Budget 2011 : des choix inquiétants pour l’avenir
Voici la tribune libre envoyée le 3 Mai pour publication dans le journal municipal.
Le budget annuel de la ville affiche les choix politiques et détermine les décisions qui seront mises en œuvre. Le vote de ce budget permet de le rendre efficient. Ceci doit pouvoir être fait clairement. Or, la majorité municipale de droite tente de masquer quelques réalités.
Nous pensons nécessaire de ne pas tout mélanger : il y a d’un côté le budget de la ville et de l’autre les budgets annexes que sont notamment les régies.
Les recettes de ces budgets annexes sont basées sur la somme des factures que les montois acquittent pour des services en plus de leurs impôts locaux. Elles permettent ainsi leur fonctionnement et leurs investissements propres. En fait, cette répartition habile des prélèvements permet à la majorité municipale d’annoncer fièrement l’absence de hausse des impôts locaux. Mais ne nous y trompons pas, le prix à payer pour l’usager est finalement de plus en plus élevé. D’autre part, nous sommes inquiets des conséquences de la politique nationale sur la gestion de la ville. Qu’il s’agisse du gel des dotations de l’Etat ou de la suppression de la taxe professionnelle, l’enveloppe des recettes du budget diminue. N’oublions pas non plus les conséquences de la réforme territoriale qui ne manquera pas d’avoir d’importantes répercussions sur la ville.
Si bien sûr toutes les collectivités sont confrontées aux conséquences de ces décisions, nul ne peut feindre de les ignorer. Vouloir persister dans cette direction, c’est sans aucun doute aller vers une situation financière délicate à brève échéance.
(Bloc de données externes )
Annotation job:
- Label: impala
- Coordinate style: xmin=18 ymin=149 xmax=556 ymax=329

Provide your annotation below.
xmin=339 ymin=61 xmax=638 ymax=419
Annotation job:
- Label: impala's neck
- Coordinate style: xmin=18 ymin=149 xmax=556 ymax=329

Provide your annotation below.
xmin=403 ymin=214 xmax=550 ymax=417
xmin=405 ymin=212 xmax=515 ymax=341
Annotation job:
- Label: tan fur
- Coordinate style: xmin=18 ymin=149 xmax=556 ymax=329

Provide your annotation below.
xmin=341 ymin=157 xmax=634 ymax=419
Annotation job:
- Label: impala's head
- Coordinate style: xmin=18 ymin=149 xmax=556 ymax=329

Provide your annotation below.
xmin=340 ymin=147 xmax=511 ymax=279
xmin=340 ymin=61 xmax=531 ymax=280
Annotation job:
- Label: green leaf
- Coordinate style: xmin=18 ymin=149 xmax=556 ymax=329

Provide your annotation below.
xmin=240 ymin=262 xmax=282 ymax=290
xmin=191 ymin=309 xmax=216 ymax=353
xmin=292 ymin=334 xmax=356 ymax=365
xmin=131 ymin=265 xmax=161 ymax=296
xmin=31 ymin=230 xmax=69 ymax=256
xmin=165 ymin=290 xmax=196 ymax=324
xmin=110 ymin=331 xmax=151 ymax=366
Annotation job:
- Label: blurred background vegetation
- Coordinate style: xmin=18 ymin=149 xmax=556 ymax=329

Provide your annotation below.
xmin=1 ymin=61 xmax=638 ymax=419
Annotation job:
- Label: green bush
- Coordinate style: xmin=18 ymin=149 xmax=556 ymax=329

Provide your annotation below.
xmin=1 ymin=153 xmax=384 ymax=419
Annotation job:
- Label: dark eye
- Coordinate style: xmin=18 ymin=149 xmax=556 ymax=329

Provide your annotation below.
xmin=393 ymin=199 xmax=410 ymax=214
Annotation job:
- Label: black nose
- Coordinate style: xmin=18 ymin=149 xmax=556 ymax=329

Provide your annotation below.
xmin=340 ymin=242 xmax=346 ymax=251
Il ne s’agit pas pour nous de contester toutes les actions, dont une grande partie était déjà lancée, mais d’attirer l’attention sur ce qui nous paraît être un manque de garantie pour l’avenir.
Cette année encore il sera fait appel à l’emprunt. Le niveau de l’endettement ne fait qu’augmenter pour atteindre aujourd’hui plus de 35 millions d’euros. Le Marsan Agglomération versera sa nouvelle dotation aux communes, ce qui permettra de boucler le budget. Le département et la région participeront également aux financements des investissements. Mais tout cela n’y suffira pas.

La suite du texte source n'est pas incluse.